On January 16 the Riverside Folk Song Society will celebrate 50 years of making music together! If you live in or near Riverside, or will be visiting the area on that weekend, consider yourself invited. To download the flyer, go to our webpage. Some of our original members will be on hand to share photos and memories of the past 50 years. The group has gone through a lot of changes over the years but the purpose and basic process has remained the same: to share our love of music and learn from each other. Email me if you are interested in joining us.

I am looking forward to an exciting year where I will be playing music for the NGS conference in Salt Lake in April/May and at the Family History Jamboree in Burbank in June, presenting songs for the Kids' Camp at each event.
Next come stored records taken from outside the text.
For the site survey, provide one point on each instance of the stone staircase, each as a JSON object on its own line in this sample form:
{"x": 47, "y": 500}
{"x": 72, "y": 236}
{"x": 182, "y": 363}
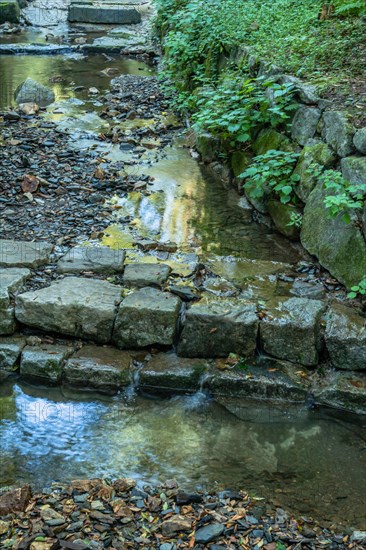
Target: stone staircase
{"x": 107, "y": 12}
I am hoping that I may get to be known a bit more in the genealogical community as the folksinging genealogist!

Circlemending will also have booths at the Family History Expos in Mesa, AZ (January) and St. George, UT (February) (and probably at the ones in Sandy, UT in July and Alameda County, CA in October), and at the Family History seminar in Escondido, CA (March). We'll also be doing some performing and workshops at the Glendale (AZ) Folk and Heritage Fair in March and probably the folk festival in Flagstaff, AZ in June. We hope to remind folks at all these events that the act of singing together as families, in choirs, and in school used to be the way people entertained themselves. Among my musician friends, it's still how we spend evenings, days, or entire weekends. There is a sense of connection to one another when you share a song together.

So make that New Year's resolution to share some music with friends and/or loved ones. Come join us! There's always room for one more to sing, play, or just listen!

(To hear some of my philosophies of how music and ancestry connect, check out my Podcast with Susan E. King - scroll down to the Nov. 10 broadcast.)